At the time, I honestly felt becoming a vegetarian was the only appropriate response for me with the knowledge I gained of factory farms and their destructive impact on the environment, the well-being of animals, and in the long run, the health and well-being of humans. While still holding a respect for meat-eaters, I think I secretly also held the belief that, if everyone was really mindful of - if they really cared about - the severity of the situation, they would rethink eating most meat. And eating meat is done mindlessly by the masses, without any connection to the life or death of the animal that is on the plate. There is a sense of not wanting to know, of wanting to be sheltered from the gory details and the mess of it all. Hence, the clean plastic packaging at the grocery stores, the marketing of meat removed from the life of the animal. We - and I'm talking me, first - don't want to be reminded of the cost, the life, that is behind every package of "meat" we purchase or consume. And perhaps that's one other, previously subconscious reason, I became a vegetarian. I didn't want to deal with the gory reality; I couldn't reconcile it in my head or in my conscience, so I removed myself from the quandary altogether.
Well, almost.
So I arrive at another crossroad: What now? I recently thought the ideal solution would be to start my own garden, grow my own food, raise my own chickens and the like. I still hope to do this one day, but not as the "solution" to this problem. Because, inevitably, I would be faced with the same dilemma as every other grower of food: how far will I go to protect my food from insects or animals? If I won't use chemicals to combat insects, what will I do if beetles consume much of my leafy greens? What about little rodents and birds and critters that help themselves to the feast? Maybe my problem would fall on the smaller end of the scale in the farming world, but the dilemma remains the same. Would I kill a raccoon to protect my chickens? How far am I willing to go with this living-in-harmony-with-all-living-things and how realistic are my ideals?
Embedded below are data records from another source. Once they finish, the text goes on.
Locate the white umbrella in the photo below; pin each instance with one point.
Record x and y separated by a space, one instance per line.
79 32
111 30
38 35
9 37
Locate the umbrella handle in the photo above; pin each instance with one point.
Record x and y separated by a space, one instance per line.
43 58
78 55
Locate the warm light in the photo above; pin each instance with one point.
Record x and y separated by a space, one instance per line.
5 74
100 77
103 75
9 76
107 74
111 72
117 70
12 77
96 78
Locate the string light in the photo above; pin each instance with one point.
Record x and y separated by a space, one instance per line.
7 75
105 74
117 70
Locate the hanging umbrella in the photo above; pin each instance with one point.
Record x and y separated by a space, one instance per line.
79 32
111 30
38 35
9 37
Because the truth is not harmonious. The nitty gritty reality is that nature doesn't give a hoot for my vegetarian ideals and life and death in the natural world goes on around me each day in a web of struggle and conflict.
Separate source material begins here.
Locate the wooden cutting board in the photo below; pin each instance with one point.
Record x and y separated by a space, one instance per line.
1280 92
I will sit with these questions until I think I can live with the answers. Inside me grows a deeper, reverent respect for animals - in their living and in their dying to give life (sustenance) to others - the conviction that they deserve to be treated well in life and owed a swift, compassionate death if food is their end. In respect, don't we owe that to them? Philosopher Jeremy Bentham once articulated, "The question is not, Can they reason? nor, Can they talk? but, Can they suffer?" And, as one professor and farmer, George Wallace, soberly reflects, "If elk would scream, the woods would have fewer hunters." Animals can indeed suffer. That doesn't mean we shouldn't kill for food; but it does necessitate respect, careful calculation and compassion in the taking of their lives.
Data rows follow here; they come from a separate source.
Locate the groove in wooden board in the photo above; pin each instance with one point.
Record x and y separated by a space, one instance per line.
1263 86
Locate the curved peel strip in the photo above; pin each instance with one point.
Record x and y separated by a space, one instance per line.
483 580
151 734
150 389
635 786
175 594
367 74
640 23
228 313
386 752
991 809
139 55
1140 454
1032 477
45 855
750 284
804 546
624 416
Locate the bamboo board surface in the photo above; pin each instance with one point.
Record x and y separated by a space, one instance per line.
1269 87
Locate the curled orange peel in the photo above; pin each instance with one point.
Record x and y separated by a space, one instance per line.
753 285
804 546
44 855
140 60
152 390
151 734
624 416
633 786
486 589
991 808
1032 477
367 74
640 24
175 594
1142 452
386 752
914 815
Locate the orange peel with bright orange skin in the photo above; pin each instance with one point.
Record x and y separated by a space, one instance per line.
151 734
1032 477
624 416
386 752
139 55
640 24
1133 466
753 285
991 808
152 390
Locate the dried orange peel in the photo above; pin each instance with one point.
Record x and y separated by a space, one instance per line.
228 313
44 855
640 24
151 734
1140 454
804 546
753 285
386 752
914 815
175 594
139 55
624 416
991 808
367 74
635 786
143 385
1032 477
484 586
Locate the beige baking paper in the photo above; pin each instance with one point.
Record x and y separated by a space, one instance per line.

And now, more palpable than the question of what I eat (carnivore vs. vegetarian) is the question of how the food gets to my plate. Tovar Cerulli writes in his book of this shift in his thinking, from devoted vegan to mindful carnivore: "The question now wasn't whether my eating inflicted harm, but what kind of harm." A part of me feels that, if I cannot look an animal in the eyes and kill it myself, I don't deserve to eat meat. The reality is, I couldn't stomach it. Not the killing, but more so, not the gutting or the cleaning. What I aim for, then, is a mindfulness if I choose to eat the flesh of animals and a thankfulness for that life, which informs my purchases and choices of food and where my money lends support.
Eating, it turns out, is no simple affair.